C’est exactement ça. Pour faire le lien. Pour mesurer le chemin parcouru. On fait en sorte que les morceaux ne soient jamais figés, on recherche constamment des nouvelles directions, des nouvelles idées. Donc c’est important à un moment de les enregistrer à nouveau, je trouve. Pour moi ce sont des morceaux complètement différents. On avait déjà commencé à faire ça en enregistrant un 45 tours il y a deux ans qui contenait 3 versions alternatives du premier album.
L’album se clôt sur le limpide et poignant Killing For A Job qui malgré son feu couvant nous évoque pourtant le furibard My Job des Møller Plesset. Pour notre plus grande joie leur concert rennais annuel aura lieu lors de votre release party. Qu’est ce qui te plaît dans ce groupe ? Quelles affinités partages-tu avec eux ?

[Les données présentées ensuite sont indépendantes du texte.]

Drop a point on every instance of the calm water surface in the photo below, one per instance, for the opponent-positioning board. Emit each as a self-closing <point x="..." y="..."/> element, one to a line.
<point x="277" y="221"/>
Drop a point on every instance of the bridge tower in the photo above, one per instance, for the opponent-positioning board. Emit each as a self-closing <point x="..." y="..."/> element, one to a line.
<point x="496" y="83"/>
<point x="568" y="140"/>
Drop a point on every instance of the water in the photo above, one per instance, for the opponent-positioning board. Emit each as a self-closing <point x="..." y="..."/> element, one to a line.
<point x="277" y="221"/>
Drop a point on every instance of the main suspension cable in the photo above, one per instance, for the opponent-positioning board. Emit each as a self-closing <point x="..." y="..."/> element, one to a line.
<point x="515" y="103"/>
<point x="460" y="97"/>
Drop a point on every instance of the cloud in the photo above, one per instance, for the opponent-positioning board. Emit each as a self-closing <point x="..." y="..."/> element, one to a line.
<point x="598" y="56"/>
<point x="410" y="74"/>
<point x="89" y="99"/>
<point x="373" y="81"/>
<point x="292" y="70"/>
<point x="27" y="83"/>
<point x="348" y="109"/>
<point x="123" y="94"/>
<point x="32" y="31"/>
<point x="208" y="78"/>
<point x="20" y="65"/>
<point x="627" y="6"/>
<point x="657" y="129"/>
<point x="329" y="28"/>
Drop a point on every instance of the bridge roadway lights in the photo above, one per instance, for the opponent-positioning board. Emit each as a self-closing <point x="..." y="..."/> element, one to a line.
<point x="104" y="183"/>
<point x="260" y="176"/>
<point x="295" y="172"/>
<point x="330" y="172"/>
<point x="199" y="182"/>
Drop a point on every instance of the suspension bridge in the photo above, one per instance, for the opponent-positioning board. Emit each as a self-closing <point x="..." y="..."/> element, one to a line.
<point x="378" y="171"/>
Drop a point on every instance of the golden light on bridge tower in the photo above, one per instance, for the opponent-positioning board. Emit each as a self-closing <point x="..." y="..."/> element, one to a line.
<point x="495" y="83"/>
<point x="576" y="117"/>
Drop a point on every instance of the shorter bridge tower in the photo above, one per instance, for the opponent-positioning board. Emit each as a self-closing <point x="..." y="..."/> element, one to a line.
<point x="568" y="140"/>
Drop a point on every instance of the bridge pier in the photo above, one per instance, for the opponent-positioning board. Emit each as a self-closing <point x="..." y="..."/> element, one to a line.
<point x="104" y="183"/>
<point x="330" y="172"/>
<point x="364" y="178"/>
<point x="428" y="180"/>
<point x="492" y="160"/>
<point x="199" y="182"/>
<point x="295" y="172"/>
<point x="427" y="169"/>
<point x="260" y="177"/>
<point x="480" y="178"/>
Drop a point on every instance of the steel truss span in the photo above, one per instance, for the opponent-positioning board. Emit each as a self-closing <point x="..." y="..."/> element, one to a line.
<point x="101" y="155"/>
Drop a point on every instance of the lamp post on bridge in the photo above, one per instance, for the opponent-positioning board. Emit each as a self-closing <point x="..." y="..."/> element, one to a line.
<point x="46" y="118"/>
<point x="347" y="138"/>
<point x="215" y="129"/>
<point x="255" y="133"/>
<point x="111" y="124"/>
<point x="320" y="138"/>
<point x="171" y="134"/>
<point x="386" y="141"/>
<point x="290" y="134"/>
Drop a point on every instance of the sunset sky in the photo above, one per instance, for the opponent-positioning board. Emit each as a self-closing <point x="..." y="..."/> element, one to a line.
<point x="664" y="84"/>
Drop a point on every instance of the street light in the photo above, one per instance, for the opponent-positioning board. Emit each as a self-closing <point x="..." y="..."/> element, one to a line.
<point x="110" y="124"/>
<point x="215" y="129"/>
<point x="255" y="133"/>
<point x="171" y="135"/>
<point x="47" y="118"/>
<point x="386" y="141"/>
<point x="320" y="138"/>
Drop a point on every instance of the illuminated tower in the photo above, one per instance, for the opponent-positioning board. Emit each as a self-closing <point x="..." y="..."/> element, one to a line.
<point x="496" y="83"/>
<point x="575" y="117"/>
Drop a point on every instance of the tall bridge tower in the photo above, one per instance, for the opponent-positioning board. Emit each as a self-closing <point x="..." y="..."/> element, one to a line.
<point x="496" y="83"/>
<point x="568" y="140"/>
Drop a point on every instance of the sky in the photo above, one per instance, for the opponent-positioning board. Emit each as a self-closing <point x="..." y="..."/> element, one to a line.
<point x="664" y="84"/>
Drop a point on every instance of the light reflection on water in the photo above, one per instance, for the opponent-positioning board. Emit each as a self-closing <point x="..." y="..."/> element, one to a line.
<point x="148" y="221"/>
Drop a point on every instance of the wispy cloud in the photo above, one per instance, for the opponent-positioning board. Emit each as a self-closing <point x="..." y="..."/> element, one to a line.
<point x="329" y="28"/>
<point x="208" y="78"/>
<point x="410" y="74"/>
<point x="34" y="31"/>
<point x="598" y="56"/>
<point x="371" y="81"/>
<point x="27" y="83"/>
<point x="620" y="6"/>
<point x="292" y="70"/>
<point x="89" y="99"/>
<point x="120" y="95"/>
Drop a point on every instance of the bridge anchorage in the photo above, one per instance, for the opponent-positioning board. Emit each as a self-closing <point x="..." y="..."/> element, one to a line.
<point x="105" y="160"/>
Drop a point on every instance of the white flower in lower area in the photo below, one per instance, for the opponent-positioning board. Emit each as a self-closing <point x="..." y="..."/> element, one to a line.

Møller, ce sont des copains depuis 20 ans. On est de la même génération et on a la même façon de faire de la musique, pour nous, pas pour la gloire. C’est pour ça que c’est un groupe qui dure. Et c’est un des meilleurs que j’ai vu. Aucun artifice, aucune frime, aucune envie de révolutionner quoi que ce soit, aucun plan de carrière, juste le plaisir de jouer.
A-t-on encore une chance de voir aboutir ce projet de concert filmé en studio ? Quels sont vos projets pour les mois à venir ?
Oui, bientôt j’espère. Je trouve ça assez intéressant comme idée, il faut juste trouver une façon originale de le faire.
Et pour les mois à venir… rien de vraiment défini. Faire quelques concerts avec un peu de chance, travailler de nouveaux morceaux, se faire plaisir, bref, continuer à exister et à avancer, c’est déjà beaucoup.